Yesterday, John Kiriakou, a former Central Intelligence Agency (CIA) officer, gained the dubious distinction of being the SIXTH person charged in the Obama administration's record-breaking war on whistleblowers:
The Justice Department on Monday charged a former Central Intelligence Agency officer with disclosing classified information to journalists about the capture and brutal interrogation of a suspected member of Al Qaeda, Abu Zubaydah . . .

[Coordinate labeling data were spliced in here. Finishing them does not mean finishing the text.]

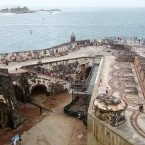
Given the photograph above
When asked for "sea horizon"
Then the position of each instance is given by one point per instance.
(51, 29)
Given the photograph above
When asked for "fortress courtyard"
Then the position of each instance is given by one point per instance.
(53, 127)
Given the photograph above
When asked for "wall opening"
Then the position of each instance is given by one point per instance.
(19, 94)
(39, 94)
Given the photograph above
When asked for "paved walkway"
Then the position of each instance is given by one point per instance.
(122, 81)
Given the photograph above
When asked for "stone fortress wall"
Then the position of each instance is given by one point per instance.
(100, 132)
(59, 50)
(139, 64)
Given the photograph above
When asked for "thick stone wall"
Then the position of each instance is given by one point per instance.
(99, 132)
(7, 90)
(59, 50)
(139, 64)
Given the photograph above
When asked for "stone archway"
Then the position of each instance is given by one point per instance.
(19, 94)
(3, 115)
(39, 93)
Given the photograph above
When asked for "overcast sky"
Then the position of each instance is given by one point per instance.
(74, 3)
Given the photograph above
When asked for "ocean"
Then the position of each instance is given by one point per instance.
(51, 29)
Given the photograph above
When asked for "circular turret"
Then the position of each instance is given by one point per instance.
(73, 37)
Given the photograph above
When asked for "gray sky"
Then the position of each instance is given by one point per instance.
(74, 3)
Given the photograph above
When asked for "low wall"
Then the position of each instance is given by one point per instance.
(99, 132)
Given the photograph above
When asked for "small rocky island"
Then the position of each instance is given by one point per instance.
(17, 10)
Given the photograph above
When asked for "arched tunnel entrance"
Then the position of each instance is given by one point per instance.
(39, 94)
(19, 94)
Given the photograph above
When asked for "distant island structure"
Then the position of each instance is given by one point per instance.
(51, 10)
(17, 10)
(21, 10)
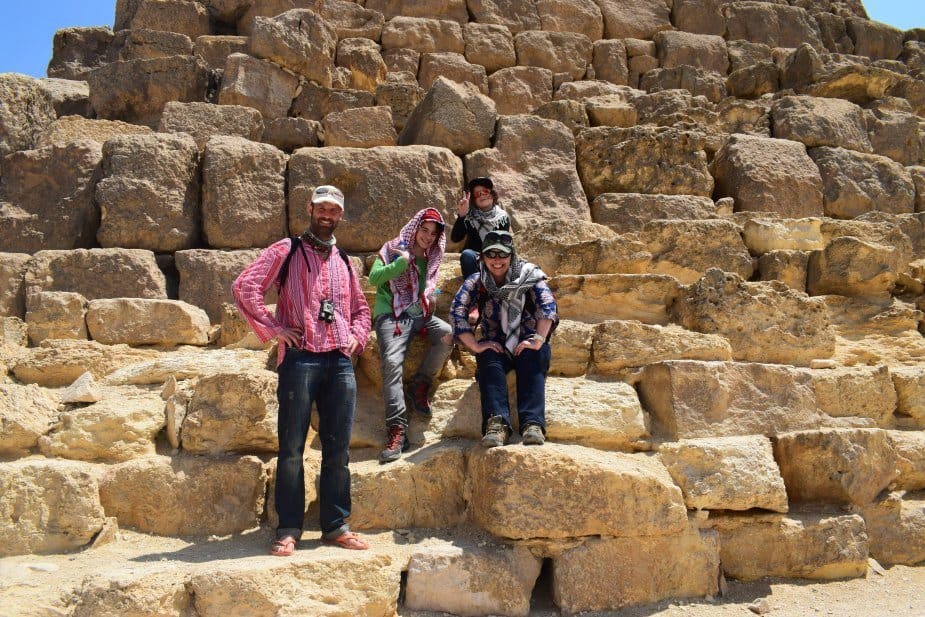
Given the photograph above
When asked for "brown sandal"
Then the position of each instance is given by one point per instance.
(349, 540)
(283, 547)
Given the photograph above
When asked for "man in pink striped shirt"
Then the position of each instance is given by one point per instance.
(321, 320)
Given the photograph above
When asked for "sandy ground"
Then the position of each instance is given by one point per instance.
(44, 584)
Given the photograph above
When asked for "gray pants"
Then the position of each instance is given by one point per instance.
(392, 351)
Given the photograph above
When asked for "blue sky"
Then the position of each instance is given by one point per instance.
(27, 29)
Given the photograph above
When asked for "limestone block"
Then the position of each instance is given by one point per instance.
(299, 40)
(764, 322)
(560, 52)
(77, 51)
(598, 414)
(626, 212)
(594, 298)
(768, 175)
(259, 84)
(605, 574)
(362, 58)
(302, 587)
(214, 50)
(12, 277)
(149, 44)
(378, 198)
(689, 399)
(774, 25)
(50, 197)
(490, 45)
(874, 39)
(243, 193)
(800, 544)
(452, 66)
(847, 466)
(687, 249)
(205, 120)
(423, 35)
(422, 489)
(206, 277)
(849, 266)
(185, 495)
(619, 345)
(48, 506)
(232, 412)
(896, 526)
(456, 116)
(726, 473)
(863, 391)
(97, 273)
(56, 315)
(138, 321)
(855, 183)
(26, 413)
(566, 491)
(121, 427)
(72, 128)
(533, 165)
(25, 114)
(623, 160)
(136, 90)
(472, 580)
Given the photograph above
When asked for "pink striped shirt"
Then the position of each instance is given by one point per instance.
(300, 300)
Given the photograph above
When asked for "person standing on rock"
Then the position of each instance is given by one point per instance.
(518, 315)
(321, 321)
(478, 213)
(405, 276)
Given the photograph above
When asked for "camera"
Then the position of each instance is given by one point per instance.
(326, 312)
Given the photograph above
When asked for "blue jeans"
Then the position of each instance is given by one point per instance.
(326, 379)
(530, 368)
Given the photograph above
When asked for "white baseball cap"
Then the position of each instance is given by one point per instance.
(328, 193)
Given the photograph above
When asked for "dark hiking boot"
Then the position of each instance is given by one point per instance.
(395, 445)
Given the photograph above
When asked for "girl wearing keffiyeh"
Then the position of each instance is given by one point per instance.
(405, 276)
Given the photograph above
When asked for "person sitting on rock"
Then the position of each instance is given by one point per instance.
(405, 276)
(518, 314)
(478, 214)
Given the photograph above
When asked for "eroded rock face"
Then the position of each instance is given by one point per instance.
(186, 495)
(557, 492)
(49, 506)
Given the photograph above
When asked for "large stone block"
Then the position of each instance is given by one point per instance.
(50, 197)
(138, 321)
(259, 84)
(137, 90)
(768, 175)
(186, 495)
(689, 398)
(26, 413)
(48, 506)
(121, 427)
(533, 165)
(620, 345)
(797, 545)
(726, 473)
(456, 116)
(232, 412)
(243, 193)
(643, 160)
(764, 322)
(97, 273)
(847, 466)
(299, 40)
(556, 491)
(605, 574)
(378, 198)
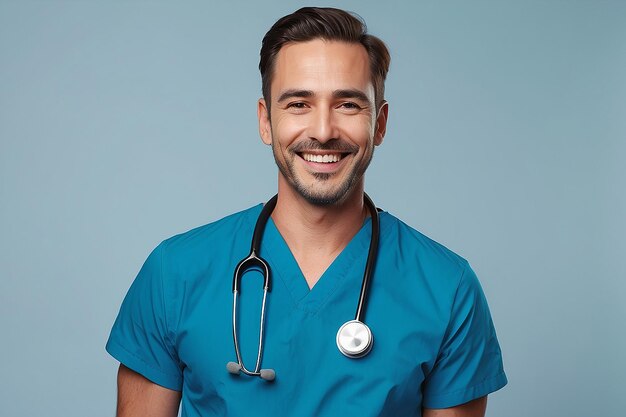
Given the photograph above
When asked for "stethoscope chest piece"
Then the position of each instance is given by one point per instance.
(354, 339)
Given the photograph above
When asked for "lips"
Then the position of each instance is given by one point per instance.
(322, 158)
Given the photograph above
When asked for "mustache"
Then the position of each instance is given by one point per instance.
(336, 145)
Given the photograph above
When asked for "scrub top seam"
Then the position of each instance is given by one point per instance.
(348, 264)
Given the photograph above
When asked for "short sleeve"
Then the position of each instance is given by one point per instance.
(469, 363)
(141, 338)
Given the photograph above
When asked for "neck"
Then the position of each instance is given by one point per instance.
(317, 234)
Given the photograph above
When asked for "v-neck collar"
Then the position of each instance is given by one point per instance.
(286, 269)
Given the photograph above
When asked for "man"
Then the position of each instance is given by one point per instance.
(435, 353)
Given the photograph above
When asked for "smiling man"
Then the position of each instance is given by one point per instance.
(187, 334)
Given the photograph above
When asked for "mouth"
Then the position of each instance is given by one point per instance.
(327, 158)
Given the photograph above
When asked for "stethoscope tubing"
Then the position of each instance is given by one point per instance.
(345, 332)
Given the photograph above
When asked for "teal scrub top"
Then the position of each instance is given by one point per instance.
(434, 341)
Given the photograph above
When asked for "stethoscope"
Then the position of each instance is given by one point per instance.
(354, 338)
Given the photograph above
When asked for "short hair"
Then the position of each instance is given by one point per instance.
(309, 23)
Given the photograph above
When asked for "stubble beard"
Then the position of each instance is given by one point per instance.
(324, 197)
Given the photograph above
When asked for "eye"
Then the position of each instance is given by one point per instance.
(350, 106)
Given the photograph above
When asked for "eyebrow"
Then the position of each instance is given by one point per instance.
(347, 93)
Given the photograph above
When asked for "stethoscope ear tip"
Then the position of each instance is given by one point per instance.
(233, 367)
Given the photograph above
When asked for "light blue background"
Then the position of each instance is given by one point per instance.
(122, 123)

Worse, in Kiriakou's case, the Obama Justice Department appears to be covering for one of the most abhorrent crimes of the Bush administration - torture. Despite the flowery rhetoric that got him elected, Obama has a dismal record on accountability for Bush-era wrongdoing:
Criminal prosecutions for officials who authorized or conducted torture and warrantless surveillance: 0
Criminal prosecutions for so-called "leakers," who are more often than not whistleblowers: 6
And, not just whistleblowers, but whistleblowers who exposed secret government surveillance (National Security Agency (NSA) whistleblower Thomas Drake) and torture (Kiriakou). Here's what I had to say in the L.A. Times about the latest in Obama's war on whistleblowers:
"What's missing from all these cases is any allegation that these people have actually caused harm to the United States," said Jesselyn Radack, national security and human rights director for the Government Accountability Project, which represented former National Security Agency official Thomas Drake in an Espionage Act case that collapsed last year.

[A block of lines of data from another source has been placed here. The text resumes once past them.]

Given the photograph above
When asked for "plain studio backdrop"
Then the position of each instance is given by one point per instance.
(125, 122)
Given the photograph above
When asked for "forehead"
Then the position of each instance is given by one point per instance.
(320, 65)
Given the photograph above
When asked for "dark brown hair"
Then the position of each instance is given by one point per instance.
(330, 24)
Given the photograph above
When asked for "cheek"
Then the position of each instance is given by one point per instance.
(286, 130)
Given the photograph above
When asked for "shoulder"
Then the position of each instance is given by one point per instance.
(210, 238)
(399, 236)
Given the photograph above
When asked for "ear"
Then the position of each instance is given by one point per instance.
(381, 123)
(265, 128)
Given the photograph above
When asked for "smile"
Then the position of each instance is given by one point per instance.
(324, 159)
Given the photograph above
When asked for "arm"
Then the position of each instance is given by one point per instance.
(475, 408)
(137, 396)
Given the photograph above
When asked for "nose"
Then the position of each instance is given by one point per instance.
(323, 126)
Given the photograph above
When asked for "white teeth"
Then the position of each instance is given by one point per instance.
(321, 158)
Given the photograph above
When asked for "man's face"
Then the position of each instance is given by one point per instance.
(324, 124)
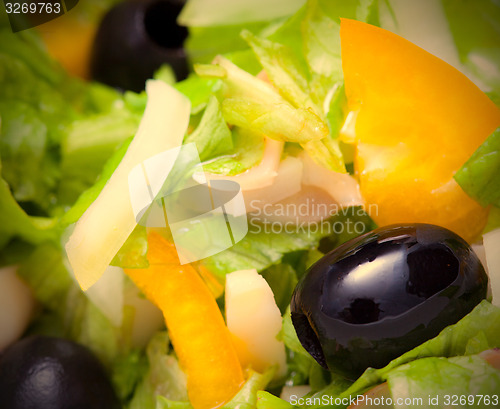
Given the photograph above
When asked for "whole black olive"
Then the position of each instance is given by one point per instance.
(383, 293)
(52, 373)
(134, 39)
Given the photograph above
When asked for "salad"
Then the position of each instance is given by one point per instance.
(310, 218)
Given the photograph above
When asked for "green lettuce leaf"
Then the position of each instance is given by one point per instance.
(16, 223)
(212, 136)
(440, 378)
(480, 175)
(248, 148)
(68, 313)
(475, 29)
(164, 377)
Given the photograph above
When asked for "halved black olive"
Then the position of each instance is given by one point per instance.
(134, 39)
(383, 293)
(41, 372)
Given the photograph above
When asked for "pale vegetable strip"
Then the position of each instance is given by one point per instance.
(110, 220)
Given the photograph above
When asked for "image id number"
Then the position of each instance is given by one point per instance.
(466, 400)
(33, 8)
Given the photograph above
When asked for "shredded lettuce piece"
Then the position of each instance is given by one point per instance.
(164, 377)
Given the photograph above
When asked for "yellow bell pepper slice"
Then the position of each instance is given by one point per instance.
(418, 120)
(196, 327)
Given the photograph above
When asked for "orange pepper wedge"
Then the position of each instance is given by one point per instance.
(196, 327)
(418, 121)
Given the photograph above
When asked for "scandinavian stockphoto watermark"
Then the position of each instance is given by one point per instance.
(310, 216)
(24, 14)
(204, 217)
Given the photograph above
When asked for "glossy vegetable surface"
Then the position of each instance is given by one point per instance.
(383, 293)
(53, 373)
(134, 39)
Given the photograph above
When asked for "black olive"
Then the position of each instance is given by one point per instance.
(51, 373)
(134, 39)
(383, 293)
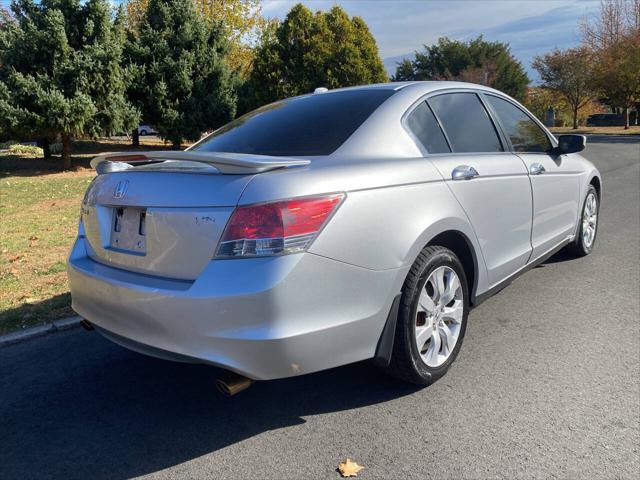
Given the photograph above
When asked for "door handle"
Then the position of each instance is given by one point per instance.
(536, 169)
(464, 172)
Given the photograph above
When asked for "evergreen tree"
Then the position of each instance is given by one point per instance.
(60, 71)
(477, 61)
(306, 51)
(182, 83)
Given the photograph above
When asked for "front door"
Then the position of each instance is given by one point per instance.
(554, 179)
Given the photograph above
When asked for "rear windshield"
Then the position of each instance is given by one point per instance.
(312, 125)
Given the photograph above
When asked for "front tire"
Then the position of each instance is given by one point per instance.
(432, 318)
(586, 238)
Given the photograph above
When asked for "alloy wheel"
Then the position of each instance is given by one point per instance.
(589, 220)
(439, 316)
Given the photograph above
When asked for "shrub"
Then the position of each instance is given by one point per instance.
(19, 149)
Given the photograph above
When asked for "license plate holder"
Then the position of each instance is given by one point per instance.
(128, 230)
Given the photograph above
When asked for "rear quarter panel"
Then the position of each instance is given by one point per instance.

The Justice Department's criminal complaint charges Kiriakou with one count of violating the Intelligence Identities Protection Act, two counts of violating the Espionage Act, and one count of making false statements. The Justice Department's press release and complaint paint Kiriakou in the worst possible light, but considering the Justice Department's abysmal record on Espionage Act prosecutions (i.e. Tom Drake), the truth about Kiriakou's actions could be radically different from the picture painted in the complaint.
What is already abundantly clear is that Kiriakou is the only person criminally prosecuted in connection to the Bush torture regime, and he helped expose waterboarding, an act Attorney General Holder himself agreed was torture. Whether Kiriakou exposed that the U.S. waterboarded Zubaydah one time or 83 times is a difference of degree, not of kind.
Here's what the American Civil Liberties Union (ACLU), whose lawyers were also targeted as part of the investigation leading to Kiriakou's charging because they tried to identify CIA officers involved in torture to defend Guantanamo detainees, had to say about the indictment:
Anthony Romero, the executive director of the A.C.L.U., said the organization was “relieved” but criticized the opening of the investigation, saying it — and the Obama-era leak investigations more broadly — had had a “chilling effect on defense counsel, government whistle-blowers, and journalists.”
and
ACLU Executive Director Anthony D. Romero called the investigation "incredibly troubling" and said it would have a chilling effect on reporters, whistle-blowers and defense lawyers. Romero criticized "the fact that the government continues to investigate those who research and report on the individuals who committed torture and yet don't prosecute those who undertook that torture."
Secrecy expert Steven Aftergood of the Federation of American Scientists also voiced his concern:
“The Justice Department has initiated no prosecutions concerning extreme interrogation methods,” Aftergood said. “But it is now prosecuting an individual who helped bring such events to public light. Is that what we want?”
The Justice Department's claims that respect for the classification system and national security are priories in these prosecutions are belied by the fact that the Obama administration makes good spin out of leaks of supposedly "highly-classified information" when Obama wants to cover his own posterior or grab unprecedented levels of executive power. (i.e. Obama administration's refusal to release the secret Justice Department memo authorizing the assassination of an American citizen without due process, while leaking talking points for the front page of the New York Times OR the minute-by-minute play-by-play of the glorified killing of Osama bin Laden in The New Yorker and coming soon to a theater - I mean movie, not political - near you).
Bottom line: These unprecedented Espionage Act prosecutions are about sending a message to whistleblowers, anti-democratic control of information, and cover up - none of which are legitimate uses for our criminal justice system or the Espionage Act, which was written to target spies not whistleblowers.